For those not catching it (that included me for a long time):
- A search is issued with a query for facebook material from 2015 with the parameters
start=100&rows=20
(corresponding to page 6 in a UI which shows 20 results/page). Response time is 2 seconds. - The same query is repeated, this time with
start=10020&rows=20
. If the intent was to go to page 7 in the UI, we would expectstart=120&rows=20
. Response time is 7 seconds. - The query is changed to facebook material from 2017, still with
start=10020&rows=20
. Seems like someone’s URL hacking. Response time is 3½ seconds. - Same query as in #4, but now with
start=1002020&rows=20
. Response time jumps to 39 seconds. - The query is changed to facebook material from 2018, with the previous
start=1002020&rows=20
intact. Response time jumps to 166 seconds.
Locating the error
Time to inspect the code responsible for the paging:
if (this.start + 20 < this.totalHits) { this.start = this.start + 20; }
Seems innocent enough and when we tested by pressing “Next” a few times in SolrWayback, it did indeed behave exemplary: start=0
, start=20
, start=40
and so on.
Looking further down we encounter this nugget:
/* Method used on creation, reload and route change to get query parameters */ getQueryparams:function(){ this.myQuery = this.$route.query.query; this.start= this.$route.query.start; this.filters = this.$route.query.filter; ...
A quick appliance of console.log(typeof this.start)
in the right place tells us that when the UI page is reloaded, which happens when the URL is changed by hand, the type of this.start
becomes a string!
Loosely typed languages is a taste not acquired by your humble author.
Back to the code for skipping to the next page: this.start = this.start + 20;
If this.start
is 100 to begin with and if it is a string, we suddenly have "100" + 20
, which JavaScript handles by casting the number 20 to the string 20: "100" + "20" = "10020"
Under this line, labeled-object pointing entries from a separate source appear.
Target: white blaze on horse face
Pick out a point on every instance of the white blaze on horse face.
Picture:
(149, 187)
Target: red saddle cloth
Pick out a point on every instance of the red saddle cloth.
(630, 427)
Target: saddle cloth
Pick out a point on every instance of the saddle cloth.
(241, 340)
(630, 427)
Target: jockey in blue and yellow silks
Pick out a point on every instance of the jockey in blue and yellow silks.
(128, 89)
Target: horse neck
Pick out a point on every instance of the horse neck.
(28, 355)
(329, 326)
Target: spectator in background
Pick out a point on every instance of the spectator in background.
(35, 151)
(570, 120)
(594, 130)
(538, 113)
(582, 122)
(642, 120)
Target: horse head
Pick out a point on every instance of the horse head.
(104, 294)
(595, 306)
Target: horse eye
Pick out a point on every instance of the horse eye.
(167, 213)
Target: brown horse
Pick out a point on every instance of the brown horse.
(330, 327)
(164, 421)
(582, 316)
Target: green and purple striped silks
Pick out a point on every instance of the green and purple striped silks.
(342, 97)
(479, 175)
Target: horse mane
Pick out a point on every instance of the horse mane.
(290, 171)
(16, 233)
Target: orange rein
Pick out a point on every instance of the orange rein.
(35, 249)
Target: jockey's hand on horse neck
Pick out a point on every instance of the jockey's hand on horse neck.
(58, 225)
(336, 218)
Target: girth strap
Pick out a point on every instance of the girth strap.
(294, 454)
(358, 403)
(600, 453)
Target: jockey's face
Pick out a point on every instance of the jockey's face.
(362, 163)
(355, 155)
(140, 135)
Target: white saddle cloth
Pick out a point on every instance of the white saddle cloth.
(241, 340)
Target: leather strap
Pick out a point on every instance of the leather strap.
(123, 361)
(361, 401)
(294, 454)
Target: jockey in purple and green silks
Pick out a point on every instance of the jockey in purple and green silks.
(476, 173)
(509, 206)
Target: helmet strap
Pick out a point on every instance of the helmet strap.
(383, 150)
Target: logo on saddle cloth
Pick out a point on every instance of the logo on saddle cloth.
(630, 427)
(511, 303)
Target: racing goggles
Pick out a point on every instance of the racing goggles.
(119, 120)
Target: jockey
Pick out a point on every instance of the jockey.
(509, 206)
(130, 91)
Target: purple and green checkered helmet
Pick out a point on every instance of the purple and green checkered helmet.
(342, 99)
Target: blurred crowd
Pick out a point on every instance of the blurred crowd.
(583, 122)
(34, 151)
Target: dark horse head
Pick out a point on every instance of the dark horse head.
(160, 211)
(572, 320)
. That translates to page 502 instead of page 2, which of course is not what the user wants, but how does it become a memory problem?
SolrCloud internals and the smoking gun
The SolrCloud for Netarchive Search is a distributed one (remember the 107 shards?), so when 20 documents starting at position 10020 are needed, the master must request start=0&rows=10040
document representations from each shard, sort them and deliver documents 10020-10039. For our setup that means holding up to 10040*107 = 1 million document representations in memory.
The master node has one job and this it it, so it handles the load. Yes, it bumps heap requirements temporarily with a gigabyte or two, but that’s okay. It still delivers the result in 7 seconds.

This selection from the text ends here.